Conflicts of Interest
A conflict of interest exists when an author, reviewer, or editor has financial, personal, academic, or other relationships that could inappropriately influence their judgement. JCCS requires all parties to disclose any potential conflicts at the time of submission or assignment.
Authors
The corresponding author must disclose all sources of funding and any financial or non-financial interests that could be perceived as influencing the work. This includes but is not limited to: employment, consultancy, stock ownership, honoraria, expert testimony, grants, and patents. Disclosures must appear in the manuscript under a dedicated Conflict of Interest statement before the references. If no conflicts exist, authors must state: "The authors declare no conflict of interest."
Reviewers
Reviewers must disqualify themselves from reviewing any manuscript in which they have a conflict of interest — including manuscripts from current or recent collaborators, colleagues at the same institution, or where they have a competing financial interest. Reviewers should contact the editorial office immediately if a conflict is identified after assignment.
Editors
Editors who have a conflict of interest with a submitted manuscript must recuse themselves from all decisions relating to that manuscript. The manuscript will be handled by another member of the editorial board with no conflict.
Funding & Transparency
All sources of funding for the research must be disclosed in the manuscript. Funding information should appear under a separate heading titled "Funding" at the end of the manuscript, before the Conflict of Interest statement.

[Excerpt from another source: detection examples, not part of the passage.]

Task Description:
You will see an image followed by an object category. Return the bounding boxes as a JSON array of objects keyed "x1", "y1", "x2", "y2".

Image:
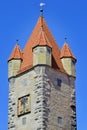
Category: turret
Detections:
[
  {"x1": 33, "y1": 28, "x2": 52, "y2": 66},
  {"x1": 8, "y1": 45, "x2": 22, "y2": 78},
  {"x1": 60, "y1": 43, "x2": 76, "y2": 77}
]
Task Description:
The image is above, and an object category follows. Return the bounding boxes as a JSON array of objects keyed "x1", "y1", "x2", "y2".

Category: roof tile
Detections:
[
  {"x1": 19, "y1": 16, "x2": 65, "y2": 73},
  {"x1": 60, "y1": 43, "x2": 76, "y2": 60},
  {"x1": 8, "y1": 44, "x2": 22, "y2": 60}
]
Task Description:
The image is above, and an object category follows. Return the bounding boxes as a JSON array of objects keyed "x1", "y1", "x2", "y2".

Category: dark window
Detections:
[
  {"x1": 58, "y1": 117, "x2": 62, "y2": 125},
  {"x1": 47, "y1": 48, "x2": 51, "y2": 54},
  {"x1": 40, "y1": 48, "x2": 44, "y2": 53},
  {"x1": 22, "y1": 117, "x2": 26, "y2": 125},
  {"x1": 57, "y1": 79, "x2": 62, "y2": 87}
]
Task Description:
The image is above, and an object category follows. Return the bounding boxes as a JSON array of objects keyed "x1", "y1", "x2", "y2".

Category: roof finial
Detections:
[
  {"x1": 40, "y1": 2, "x2": 45, "y2": 16},
  {"x1": 64, "y1": 37, "x2": 67, "y2": 43},
  {"x1": 16, "y1": 39, "x2": 19, "y2": 45}
]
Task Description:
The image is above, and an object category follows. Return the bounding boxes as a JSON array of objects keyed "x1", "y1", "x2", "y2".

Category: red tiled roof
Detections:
[
  {"x1": 33, "y1": 27, "x2": 52, "y2": 48},
  {"x1": 8, "y1": 45, "x2": 22, "y2": 61},
  {"x1": 60, "y1": 43, "x2": 76, "y2": 60},
  {"x1": 10, "y1": 16, "x2": 65, "y2": 73}
]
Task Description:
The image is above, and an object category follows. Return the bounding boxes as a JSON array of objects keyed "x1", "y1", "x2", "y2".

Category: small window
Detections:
[
  {"x1": 72, "y1": 60, "x2": 75, "y2": 65},
  {"x1": 22, "y1": 117, "x2": 26, "y2": 125},
  {"x1": 40, "y1": 48, "x2": 44, "y2": 53},
  {"x1": 47, "y1": 48, "x2": 51, "y2": 54},
  {"x1": 17, "y1": 95, "x2": 31, "y2": 116},
  {"x1": 58, "y1": 117, "x2": 62, "y2": 125},
  {"x1": 57, "y1": 79, "x2": 62, "y2": 87}
]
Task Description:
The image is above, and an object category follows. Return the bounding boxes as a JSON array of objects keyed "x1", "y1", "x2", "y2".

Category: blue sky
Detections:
[{"x1": 0, "y1": 0, "x2": 87, "y2": 130}]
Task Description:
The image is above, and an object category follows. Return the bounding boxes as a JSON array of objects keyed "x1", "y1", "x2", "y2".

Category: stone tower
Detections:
[{"x1": 8, "y1": 13, "x2": 76, "y2": 130}]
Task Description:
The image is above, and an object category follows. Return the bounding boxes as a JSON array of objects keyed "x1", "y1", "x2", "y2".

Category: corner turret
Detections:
[
  {"x1": 60, "y1": 43, "x2": 76, "y2": 77},
  {"x1": 8, "y1": 45, "x2": 22, "y2": 79}
]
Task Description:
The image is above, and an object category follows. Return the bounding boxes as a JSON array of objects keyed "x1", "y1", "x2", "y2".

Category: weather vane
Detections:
[
  {"x1": 40, "y1": 2, "x2": 45, "y2": 16},
  {"x1": 64, "y1": 37, "x2": 67, "y2": 42}
]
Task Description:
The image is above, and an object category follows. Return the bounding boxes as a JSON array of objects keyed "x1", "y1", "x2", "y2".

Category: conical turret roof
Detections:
[
  {"x1": 8, "y1": 44, "x2": 22, "y2": 61},
  {"x1": 60, "y1": 43, "x2": 76, "y2": 60},
  {"x1": 19, "y1": 16, "x2": 64, "y2": 73}
]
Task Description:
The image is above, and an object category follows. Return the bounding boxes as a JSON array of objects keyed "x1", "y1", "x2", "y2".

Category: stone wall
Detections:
[{"x1": 8, "y1": 66, "x2": 76, "y2": 130}]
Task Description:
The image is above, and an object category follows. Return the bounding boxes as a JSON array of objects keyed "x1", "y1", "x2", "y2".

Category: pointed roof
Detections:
[
  {"x1": 60, "y1": 43, "x2": 76, "y2": 60},
  {"x1": 33, "y1": 28, "x2": 52, "y2": 48},
  {"x1": 8, "y1": 44, "x2": 22, "y2": 61},
  {"x1": 19, "y1": 16, "x2": 65, "y2": 73}
]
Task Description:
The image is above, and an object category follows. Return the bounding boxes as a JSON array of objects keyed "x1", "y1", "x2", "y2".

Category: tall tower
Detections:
[{"x1": 8, "y1": 12, "x2": 76, "y2": 130}]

Authors must state the role of the funding body (if any) in: study design; collection, analysis, and interpretation of data; writing of the manuscript; and the decision to submit for publication. If the funder had no role in any of these, this should be explicitly stated.
JCCS is committed to financial transparency. The APC (Article Processing Charge) does not influence editorial decisions. Waiver decisions are made independently of the editorial process and are never communicated to editors or reviewers.
Informed Consent & Patient Privacy
Research involving human participants must be conducted in accordance with the Declaration of Helsinki and applicable national regulations. Authors must state in the Methods section that written informed consent was obtained from all participants (or their legal guardians) prior to the study.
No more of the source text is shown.